There is no agreed upon consensus for the best treatment for individuals with diencephalic syndrome and there are no standardized treatment protocols or guidelines just for tumor causing the diencephalic syndromes, however, protocols and often clinical trials are available for specific tumor types that cause the syndrome. Various treatments have been reported in the medical literature as part of single patient reports, small series of patients or more extensive, tumor-type based studies. Treatment trials would be very helpful to determine the long-term safety and effectiveness of specific medications and treatments for individuals with diencephalic syndrome.

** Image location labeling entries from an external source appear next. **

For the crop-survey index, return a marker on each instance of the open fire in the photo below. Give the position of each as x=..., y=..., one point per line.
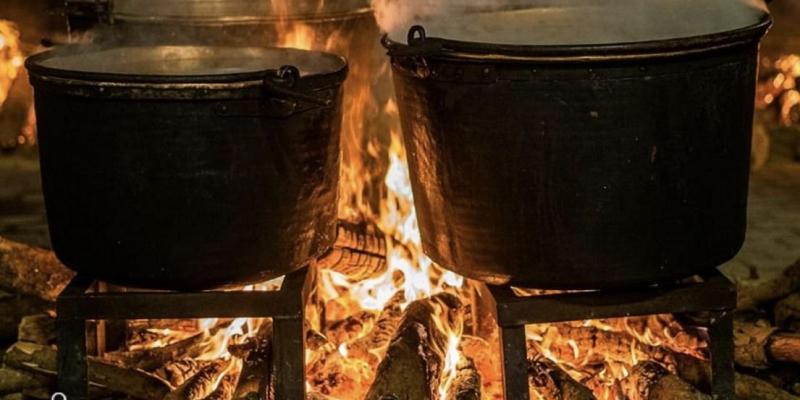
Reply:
x=357, y=321
x=409, y=326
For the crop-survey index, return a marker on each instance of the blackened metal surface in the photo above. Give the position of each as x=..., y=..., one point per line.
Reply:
x=552, y=170
x=188, y=185
x=716, y=295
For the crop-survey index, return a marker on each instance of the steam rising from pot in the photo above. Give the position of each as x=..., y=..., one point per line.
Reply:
x=566, y=22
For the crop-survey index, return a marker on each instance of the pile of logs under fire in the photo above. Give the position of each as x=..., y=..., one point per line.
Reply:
x=401, y=352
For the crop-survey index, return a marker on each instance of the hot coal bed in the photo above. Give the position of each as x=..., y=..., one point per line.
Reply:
x=267, y=170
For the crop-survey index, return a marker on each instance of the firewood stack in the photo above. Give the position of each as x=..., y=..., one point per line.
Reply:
x=399, y=351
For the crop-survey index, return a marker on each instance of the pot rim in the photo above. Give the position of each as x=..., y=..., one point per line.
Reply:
x=423, y=46
x=222, y=81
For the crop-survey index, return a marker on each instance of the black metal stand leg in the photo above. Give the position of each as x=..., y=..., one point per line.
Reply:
x=289, y=359
x=515, y=362
x=722, y=368
x=73, y=376
x=288, y=335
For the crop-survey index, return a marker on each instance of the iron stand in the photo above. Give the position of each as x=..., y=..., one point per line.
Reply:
x=83, y=300
x=716, y=295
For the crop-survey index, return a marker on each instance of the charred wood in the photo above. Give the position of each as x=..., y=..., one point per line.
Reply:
x=698, y=373
x=135, y=383
x=15, y=381
x=202, y=384
x=467, y=382
x=256, y=376
x=381, y=334
x=751, y=295
x=225, y=389
x=32, y=271
x=39, y=329
x=13, y=308
x=349, y=328
x=484, y=354
x=787, y=312
x=178, y=372
x=547, y=380
x=359, y=252
x=153, y=358
x=758, y=344
x=651, y=381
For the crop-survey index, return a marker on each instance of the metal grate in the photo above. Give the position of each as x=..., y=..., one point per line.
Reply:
x=716, y=295
x=82, y=300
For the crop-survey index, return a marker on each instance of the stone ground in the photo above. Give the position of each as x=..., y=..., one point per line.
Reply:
x=773, y=236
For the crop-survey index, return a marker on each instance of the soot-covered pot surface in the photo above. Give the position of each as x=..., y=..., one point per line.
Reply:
x=581, y=144
x=188, y=167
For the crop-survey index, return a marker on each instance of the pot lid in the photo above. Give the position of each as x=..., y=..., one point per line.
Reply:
x=233, y=10
x=207, y=63
x=581, y=22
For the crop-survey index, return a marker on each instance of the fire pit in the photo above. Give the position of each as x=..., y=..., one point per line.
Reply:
x=377, y=319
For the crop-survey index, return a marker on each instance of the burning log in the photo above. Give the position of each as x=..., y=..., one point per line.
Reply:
x=467, y=383
x=153, y=358
x=655, y=330
x=350, y=328
x=32, y=271
x=751, y=295
x=651, y=381
x=135, y=383
x=594, y=346
x=359, y=252
x=758, y=344
x=256, y=376
x=202, y=384
x=546, y=380
x=39, y=329
x=15, y=110
x=410, y=369
x=13, y=381
x=178, y=372
x=698, y=373
x=412, y=366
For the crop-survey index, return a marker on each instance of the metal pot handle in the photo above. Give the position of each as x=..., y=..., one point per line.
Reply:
x=283, y=81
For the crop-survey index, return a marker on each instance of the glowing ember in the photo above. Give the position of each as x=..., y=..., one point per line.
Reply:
x=781, y=89
x=352, y=325
x=11, y=58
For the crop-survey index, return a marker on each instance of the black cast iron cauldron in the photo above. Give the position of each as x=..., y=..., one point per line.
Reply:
x=186, y=167
x=582, y=146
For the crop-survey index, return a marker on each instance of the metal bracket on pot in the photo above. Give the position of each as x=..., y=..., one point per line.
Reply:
x=83, y=14
x=282, y=83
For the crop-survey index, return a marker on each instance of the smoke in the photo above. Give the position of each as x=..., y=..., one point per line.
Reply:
x=393, y=15
x=566, y=22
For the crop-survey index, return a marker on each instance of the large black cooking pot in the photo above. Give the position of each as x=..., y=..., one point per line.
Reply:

Surgery, radiation, and chemotherapy alone or in various combinations have been used to treat this diencephalic syndrome. In some cases, physicians may recommend surgical excision and removal of as much as the tumor as possible (resection). However, because of the area of the brain that is usually affected, surgical removal of the entire tumor is often not possible. Additionally, surgery, even to remove only a portion of the tumor, carries risks due to the tumor’s location deep within the brain. However, biopsy is usually indicated to not only determine the histological subtype of the tumor, but its molecular subtype; this is especially useful in low-grade gliomas where molecular findings can guide therapy.
Radiation therapy can be used to directly destroy cancer cells or to destroy cancer cells left over after surgery. However, the potential for serious short and long-term side effects exists. Radiation therapy is especially avoided in children less than 5 years of age because of the potential for serious side effects.

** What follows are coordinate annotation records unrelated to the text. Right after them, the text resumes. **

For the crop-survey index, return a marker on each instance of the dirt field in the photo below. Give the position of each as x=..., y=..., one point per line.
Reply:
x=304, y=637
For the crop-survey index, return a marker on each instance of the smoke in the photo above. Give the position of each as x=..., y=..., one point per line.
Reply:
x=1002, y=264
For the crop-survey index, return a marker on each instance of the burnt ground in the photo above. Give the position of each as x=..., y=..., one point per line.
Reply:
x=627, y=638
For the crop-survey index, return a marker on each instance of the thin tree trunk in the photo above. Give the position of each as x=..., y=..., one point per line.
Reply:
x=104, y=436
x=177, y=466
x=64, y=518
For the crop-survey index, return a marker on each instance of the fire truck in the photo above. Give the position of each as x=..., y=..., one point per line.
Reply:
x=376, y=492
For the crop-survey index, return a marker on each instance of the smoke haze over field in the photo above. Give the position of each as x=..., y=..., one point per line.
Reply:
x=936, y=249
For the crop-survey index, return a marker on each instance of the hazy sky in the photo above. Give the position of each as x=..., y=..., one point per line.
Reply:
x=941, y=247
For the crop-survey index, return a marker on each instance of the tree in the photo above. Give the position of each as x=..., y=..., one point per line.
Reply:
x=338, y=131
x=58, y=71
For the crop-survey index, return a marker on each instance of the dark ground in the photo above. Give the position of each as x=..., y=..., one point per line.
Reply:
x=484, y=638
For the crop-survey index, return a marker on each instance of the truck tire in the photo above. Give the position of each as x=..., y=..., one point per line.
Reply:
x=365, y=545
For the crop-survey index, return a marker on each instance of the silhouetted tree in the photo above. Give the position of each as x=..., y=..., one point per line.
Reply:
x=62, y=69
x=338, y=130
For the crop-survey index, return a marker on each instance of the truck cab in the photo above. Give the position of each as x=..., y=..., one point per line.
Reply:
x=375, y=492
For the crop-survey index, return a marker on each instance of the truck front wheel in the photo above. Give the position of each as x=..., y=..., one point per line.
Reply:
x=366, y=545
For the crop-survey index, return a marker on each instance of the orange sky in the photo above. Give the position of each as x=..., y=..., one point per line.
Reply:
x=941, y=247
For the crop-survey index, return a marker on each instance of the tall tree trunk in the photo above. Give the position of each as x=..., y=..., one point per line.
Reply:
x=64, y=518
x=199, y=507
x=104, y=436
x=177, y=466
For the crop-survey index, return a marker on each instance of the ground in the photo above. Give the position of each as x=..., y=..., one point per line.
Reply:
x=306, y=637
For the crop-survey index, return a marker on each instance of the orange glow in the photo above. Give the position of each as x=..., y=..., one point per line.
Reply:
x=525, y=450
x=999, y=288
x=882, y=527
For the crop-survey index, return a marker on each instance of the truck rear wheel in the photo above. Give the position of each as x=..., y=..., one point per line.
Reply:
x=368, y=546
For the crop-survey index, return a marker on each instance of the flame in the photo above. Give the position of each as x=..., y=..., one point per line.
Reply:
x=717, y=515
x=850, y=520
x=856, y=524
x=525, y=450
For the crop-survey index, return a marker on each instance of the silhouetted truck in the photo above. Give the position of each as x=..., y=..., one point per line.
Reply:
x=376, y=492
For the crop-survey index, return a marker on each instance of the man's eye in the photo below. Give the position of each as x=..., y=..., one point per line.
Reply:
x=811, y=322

Chemotherapy, the use of one or more anti-cancer drugs, has also been used to treat individuals with diencephalic syndrome, particularly those with low grade gliomas. Chemotherapy may be used instead of radiation in very young children to avoid damage to the developing brain. Chemotherapy may also be administered after radiation in an attempt to destroy any cells that remain or may be given during the course of radiation treatment. The type of chemotherapeutic drug therapy used is determined by a neuro-oncologist who examines the grade of tumor, previous treatment, and current health status of the affected individual. Chemotherapeutic drugs that have been used for diencephalic syndrome include carboplatin, carboplatin-vincristine, carboplatin-vincristine-temador, low dose cisplatin-etoposide, and other drug regimens. Recently, molecularly targeted therapies (biologic therapy) have become available for treatment of low-grade pediatric gliomas. Bevacizumab, which targets vascular endothelial growth factor, has been successfully used for some patients with diencephalic gliomas. Also, agents interfering with RAS-MAPK signaling hold great promise for treatment of diencephalic tumors and prospective clinical trials are underway or soon to open for newly-diagnosed patients. These trials require molecular characterization of the tumor for entry.